From here we followed a very wet and muddy stream a short distance to the ocean side of Jibbon Head, the seas were flat apart from the gentle rolling swell which was markedly different from what we had faced three days earlier. There were lots of boats around with people playing and fishing and enjoying this beautiful part of Australia. We continue around to Shelley’s beach, in reality only a few kilometres and stopped for another cup of tea on another natural seat. Who knew this was here. We certainly didn't having only recently heard of Port Hacking from some other sailing folk, this is a place is a real treasure and would not hesitate about coming back.

Saturday April 16th

We headed back to Bundeena to get some groceries and gelati.  We both agreed the passionfruit was to die for and in reality the only one to eat.  We spent the rest of the day on the boat and watching the passing parade of daytrippers with quite a few taking advantage of the gentle weather and staying overnight. Nola cooked up a big plate of nachos, but ended up being both lunch and afternoon tea and dinner. We were treated to a magnificent sunset, that you never seem to get tired of stopping and watching.

Sunday 17th of April

The parade of boats from Port Hacking started early and by about eight o'clock we had lots of neighbours.  We decided we would take Little Pus further up the Port hacking waterway to Port Hacking itself.  One beautiful place after another, with more spots of natural beauty the further up the water way we went as well as more magnificent waterfront properties, with boats, boathouses, beautiful gardens and magnificent views. The waterways was busy with lots of boats moorings.
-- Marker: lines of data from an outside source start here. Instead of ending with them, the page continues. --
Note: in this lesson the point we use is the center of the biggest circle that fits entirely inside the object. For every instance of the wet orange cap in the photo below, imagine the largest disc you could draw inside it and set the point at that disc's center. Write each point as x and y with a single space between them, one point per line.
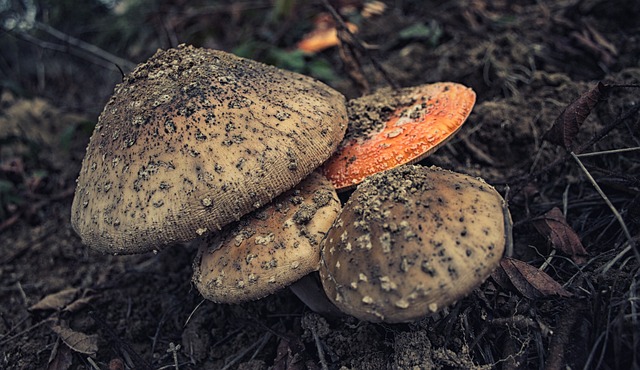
394 127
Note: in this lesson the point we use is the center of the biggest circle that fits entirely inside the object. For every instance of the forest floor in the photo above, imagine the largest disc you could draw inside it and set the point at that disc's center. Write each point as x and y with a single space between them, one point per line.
552 305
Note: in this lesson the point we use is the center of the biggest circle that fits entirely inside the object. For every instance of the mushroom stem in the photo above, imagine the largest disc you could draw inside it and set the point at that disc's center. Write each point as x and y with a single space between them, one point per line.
310 292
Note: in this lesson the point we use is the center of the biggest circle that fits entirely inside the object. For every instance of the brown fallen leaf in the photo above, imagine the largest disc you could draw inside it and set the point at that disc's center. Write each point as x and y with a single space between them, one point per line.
555 228
61 357
69 299
566 126
77 341
527 280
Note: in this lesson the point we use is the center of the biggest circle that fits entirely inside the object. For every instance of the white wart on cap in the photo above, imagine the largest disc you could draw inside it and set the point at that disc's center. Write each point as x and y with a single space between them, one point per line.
270 248
412 240
192 140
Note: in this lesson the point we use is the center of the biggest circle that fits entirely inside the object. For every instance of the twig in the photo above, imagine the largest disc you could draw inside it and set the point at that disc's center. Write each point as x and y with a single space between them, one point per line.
524 179
354 41
74 46
613 209
138 361
323 361
173 349
612 151
243 353
192 313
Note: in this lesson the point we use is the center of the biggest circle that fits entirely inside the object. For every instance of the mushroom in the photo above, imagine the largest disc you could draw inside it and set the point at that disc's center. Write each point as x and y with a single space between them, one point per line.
394 127
270 248
412 240
192 140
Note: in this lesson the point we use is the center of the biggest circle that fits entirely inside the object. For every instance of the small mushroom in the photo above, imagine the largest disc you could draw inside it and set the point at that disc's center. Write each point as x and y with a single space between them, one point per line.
412 240
192 140
394 127
270 248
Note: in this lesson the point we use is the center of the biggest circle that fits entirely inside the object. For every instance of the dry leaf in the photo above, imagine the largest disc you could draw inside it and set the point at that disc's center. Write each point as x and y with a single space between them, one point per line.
554 227
566 126
80 303
527 280
70 300
61 357
56 301
77 341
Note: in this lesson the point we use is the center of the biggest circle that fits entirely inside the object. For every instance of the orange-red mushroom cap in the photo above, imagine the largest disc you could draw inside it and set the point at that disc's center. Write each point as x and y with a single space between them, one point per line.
390 128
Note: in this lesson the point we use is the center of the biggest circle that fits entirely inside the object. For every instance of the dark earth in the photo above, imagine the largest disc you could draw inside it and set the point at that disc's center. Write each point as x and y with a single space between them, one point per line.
567 298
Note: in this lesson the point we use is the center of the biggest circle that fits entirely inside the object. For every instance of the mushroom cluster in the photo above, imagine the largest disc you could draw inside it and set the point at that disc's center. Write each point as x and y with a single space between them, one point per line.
198 144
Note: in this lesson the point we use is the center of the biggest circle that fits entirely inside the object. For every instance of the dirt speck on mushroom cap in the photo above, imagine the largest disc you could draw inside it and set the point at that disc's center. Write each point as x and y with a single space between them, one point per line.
411 241
270 248
192 140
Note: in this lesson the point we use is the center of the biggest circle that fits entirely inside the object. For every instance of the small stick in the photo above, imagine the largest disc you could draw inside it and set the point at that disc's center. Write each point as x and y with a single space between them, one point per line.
173 349
613 209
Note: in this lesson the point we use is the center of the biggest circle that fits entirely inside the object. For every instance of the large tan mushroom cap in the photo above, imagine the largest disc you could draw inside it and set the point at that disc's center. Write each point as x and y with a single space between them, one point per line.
194 139
412 240
270 248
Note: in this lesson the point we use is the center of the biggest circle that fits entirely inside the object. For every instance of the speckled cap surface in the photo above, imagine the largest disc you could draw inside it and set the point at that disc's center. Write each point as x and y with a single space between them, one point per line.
270 248
193 139
412 240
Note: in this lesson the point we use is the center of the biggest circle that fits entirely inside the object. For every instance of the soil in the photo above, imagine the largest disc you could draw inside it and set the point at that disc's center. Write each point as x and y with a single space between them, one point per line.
552 305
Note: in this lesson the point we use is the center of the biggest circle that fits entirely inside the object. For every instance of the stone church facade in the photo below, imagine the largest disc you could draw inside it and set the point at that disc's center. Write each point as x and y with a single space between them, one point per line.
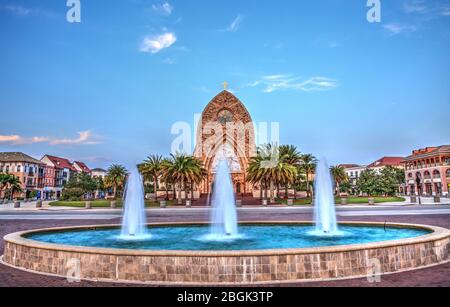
226 131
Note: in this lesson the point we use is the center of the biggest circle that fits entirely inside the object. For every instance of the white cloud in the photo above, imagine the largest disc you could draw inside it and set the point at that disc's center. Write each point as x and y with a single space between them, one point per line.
18 10
154 44
165 8
274 83
415 6
235 24
84 138
396 29
169 61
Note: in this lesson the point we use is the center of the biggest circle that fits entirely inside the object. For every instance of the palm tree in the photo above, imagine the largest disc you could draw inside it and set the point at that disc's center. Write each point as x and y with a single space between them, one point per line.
116 177
308 166
4 179
184 170
290 155
269 166
165 166
14 185
151 169
339 176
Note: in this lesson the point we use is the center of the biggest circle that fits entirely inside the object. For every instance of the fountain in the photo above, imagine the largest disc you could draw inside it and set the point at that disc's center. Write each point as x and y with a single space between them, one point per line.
224 216
134 219
324 208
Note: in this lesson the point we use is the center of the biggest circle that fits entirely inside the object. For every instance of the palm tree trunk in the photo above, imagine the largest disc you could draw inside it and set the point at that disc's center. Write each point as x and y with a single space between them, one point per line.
272 199
307 184
167 190
155 187
180 188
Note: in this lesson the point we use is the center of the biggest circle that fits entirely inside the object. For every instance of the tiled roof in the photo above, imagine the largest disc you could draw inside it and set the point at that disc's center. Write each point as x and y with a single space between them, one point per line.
83 166
99 170
61 162
17 157
387 161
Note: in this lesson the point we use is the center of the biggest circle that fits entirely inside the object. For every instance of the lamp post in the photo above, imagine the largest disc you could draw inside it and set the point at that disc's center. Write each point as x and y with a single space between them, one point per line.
419 187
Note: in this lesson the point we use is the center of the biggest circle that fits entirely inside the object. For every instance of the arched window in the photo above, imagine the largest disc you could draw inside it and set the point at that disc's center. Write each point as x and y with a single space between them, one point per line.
225 116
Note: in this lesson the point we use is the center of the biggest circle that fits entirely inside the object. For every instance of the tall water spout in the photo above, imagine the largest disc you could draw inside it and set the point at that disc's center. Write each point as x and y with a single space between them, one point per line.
224 216
134 219
324 208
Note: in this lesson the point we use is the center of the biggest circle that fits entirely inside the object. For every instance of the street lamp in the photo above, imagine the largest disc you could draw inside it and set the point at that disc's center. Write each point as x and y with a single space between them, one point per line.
419 186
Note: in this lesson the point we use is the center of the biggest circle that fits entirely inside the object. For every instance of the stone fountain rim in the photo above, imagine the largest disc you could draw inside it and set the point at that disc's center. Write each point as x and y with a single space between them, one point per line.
438 233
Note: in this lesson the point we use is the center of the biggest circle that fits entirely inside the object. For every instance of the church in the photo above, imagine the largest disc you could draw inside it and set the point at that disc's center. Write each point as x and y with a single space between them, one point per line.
226 131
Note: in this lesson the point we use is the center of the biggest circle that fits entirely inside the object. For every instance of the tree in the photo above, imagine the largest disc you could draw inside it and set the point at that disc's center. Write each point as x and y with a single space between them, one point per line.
390 180
14 185
369 183
4 180
308 167
80 185
339 176
272 166
115 177
184 170
151 169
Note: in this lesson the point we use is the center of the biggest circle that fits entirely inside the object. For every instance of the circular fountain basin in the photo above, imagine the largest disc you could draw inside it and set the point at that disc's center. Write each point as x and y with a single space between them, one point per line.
263 253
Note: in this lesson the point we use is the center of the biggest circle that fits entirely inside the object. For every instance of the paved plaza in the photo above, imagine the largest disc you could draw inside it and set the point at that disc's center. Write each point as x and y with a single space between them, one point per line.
27 219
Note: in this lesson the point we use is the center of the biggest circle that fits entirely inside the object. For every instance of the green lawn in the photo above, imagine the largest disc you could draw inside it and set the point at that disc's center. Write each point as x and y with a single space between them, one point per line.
102 204
351 200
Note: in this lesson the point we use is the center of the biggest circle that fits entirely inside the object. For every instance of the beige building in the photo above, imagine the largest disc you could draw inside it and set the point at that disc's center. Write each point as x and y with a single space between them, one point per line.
29 171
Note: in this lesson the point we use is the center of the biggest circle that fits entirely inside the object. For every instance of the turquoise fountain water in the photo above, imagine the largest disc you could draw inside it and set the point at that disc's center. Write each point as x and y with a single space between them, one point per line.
324 207
134 219
224 217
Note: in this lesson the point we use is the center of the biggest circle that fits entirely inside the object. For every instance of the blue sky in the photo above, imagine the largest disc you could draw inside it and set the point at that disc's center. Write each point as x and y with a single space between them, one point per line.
110 88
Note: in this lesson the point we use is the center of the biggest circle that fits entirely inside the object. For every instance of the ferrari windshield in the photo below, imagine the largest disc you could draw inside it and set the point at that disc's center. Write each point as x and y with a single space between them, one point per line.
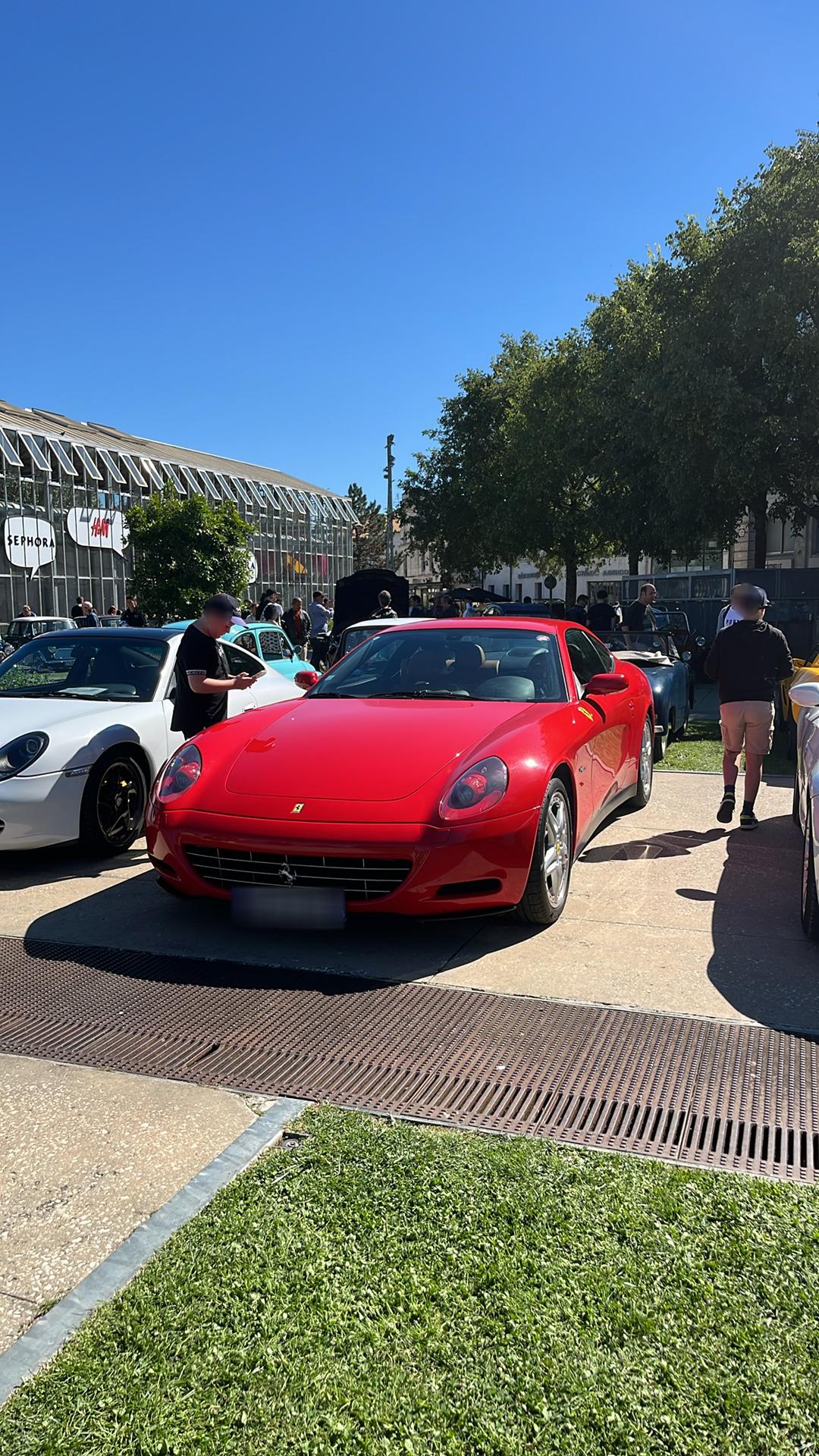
24 628
468 663
79 664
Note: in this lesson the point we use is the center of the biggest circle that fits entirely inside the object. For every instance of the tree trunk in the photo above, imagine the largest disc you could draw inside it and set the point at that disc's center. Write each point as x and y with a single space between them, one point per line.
570 565
760 523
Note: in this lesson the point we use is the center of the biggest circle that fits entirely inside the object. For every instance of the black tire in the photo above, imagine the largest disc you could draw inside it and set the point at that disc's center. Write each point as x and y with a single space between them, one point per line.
114 804
545 893
645 767
809 900
661 745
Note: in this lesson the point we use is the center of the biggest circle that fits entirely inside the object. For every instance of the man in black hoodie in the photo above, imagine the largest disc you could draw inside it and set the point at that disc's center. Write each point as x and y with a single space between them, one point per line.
746 660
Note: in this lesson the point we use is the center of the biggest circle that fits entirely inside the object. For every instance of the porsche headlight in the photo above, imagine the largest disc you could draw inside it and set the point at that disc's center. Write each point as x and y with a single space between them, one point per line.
20 753
475 791
180 774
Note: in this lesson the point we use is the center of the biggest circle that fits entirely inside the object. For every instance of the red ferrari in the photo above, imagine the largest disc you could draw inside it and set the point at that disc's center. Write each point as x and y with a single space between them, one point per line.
441 767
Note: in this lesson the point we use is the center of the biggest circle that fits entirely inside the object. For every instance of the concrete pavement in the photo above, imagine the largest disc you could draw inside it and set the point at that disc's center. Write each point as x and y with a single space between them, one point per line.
668 910
86 1156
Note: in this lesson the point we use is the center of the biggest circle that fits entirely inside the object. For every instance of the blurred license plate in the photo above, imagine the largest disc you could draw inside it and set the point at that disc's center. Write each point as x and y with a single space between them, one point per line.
262 908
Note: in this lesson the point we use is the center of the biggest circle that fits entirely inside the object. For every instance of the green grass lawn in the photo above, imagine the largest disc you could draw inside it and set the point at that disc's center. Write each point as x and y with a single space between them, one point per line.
392 1289
701 752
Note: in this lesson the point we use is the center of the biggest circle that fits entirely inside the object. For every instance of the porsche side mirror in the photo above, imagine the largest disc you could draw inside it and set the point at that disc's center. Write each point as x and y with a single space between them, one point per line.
602 683
805 695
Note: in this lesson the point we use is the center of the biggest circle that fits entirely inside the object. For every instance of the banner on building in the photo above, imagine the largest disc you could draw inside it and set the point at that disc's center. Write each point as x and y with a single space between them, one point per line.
96 528
30 542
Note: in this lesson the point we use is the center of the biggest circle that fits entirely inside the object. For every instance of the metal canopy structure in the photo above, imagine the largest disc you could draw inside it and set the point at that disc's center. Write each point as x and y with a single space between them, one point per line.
66 469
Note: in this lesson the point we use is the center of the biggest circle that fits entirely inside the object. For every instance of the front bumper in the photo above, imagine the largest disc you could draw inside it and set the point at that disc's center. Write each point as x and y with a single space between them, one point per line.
497 851
39 808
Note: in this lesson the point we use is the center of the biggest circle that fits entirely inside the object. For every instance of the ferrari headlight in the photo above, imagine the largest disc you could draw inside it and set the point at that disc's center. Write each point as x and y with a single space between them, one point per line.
475 791
178 774
20 753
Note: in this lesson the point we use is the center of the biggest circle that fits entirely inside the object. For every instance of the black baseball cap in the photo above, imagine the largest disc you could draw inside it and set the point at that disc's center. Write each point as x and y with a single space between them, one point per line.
222 604
752 596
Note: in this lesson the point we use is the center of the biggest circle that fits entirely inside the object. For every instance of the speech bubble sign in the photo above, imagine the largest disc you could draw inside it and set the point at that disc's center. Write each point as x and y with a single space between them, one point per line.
89 526
30 542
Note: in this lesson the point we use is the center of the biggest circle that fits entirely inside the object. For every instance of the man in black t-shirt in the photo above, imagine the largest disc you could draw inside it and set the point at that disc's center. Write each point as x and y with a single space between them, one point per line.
602 617
203 680
639 617
131 617
748 660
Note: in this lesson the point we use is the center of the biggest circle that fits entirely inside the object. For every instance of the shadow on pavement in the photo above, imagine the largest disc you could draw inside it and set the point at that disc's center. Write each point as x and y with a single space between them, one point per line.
773 979
661 846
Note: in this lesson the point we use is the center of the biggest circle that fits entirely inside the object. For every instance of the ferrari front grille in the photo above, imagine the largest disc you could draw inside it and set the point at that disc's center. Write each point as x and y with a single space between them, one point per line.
362 878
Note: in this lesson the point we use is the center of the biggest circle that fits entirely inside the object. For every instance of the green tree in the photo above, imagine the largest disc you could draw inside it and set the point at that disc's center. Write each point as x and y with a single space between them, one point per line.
369 536
627 329
554 444
184 552
738 400
460 500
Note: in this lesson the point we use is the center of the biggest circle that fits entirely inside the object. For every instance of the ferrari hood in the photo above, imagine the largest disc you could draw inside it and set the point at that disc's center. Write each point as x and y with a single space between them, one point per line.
369 750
It was disappointing to note that quite a few had been there for a long time and that is more determined that when we are finished with this adventure that Nauti Kitty wouldn't end up as a boat on the mooring looking for love.  We headed back to Bundeena for more gelati but was somewhat disappointed to see that it wasn't open on Sunday, but the walk was good and lots of people around also enjoying the area.  The weather is favourable for us to leave here tomorrow and heading to Port Jackson and Sydney Harbour itself.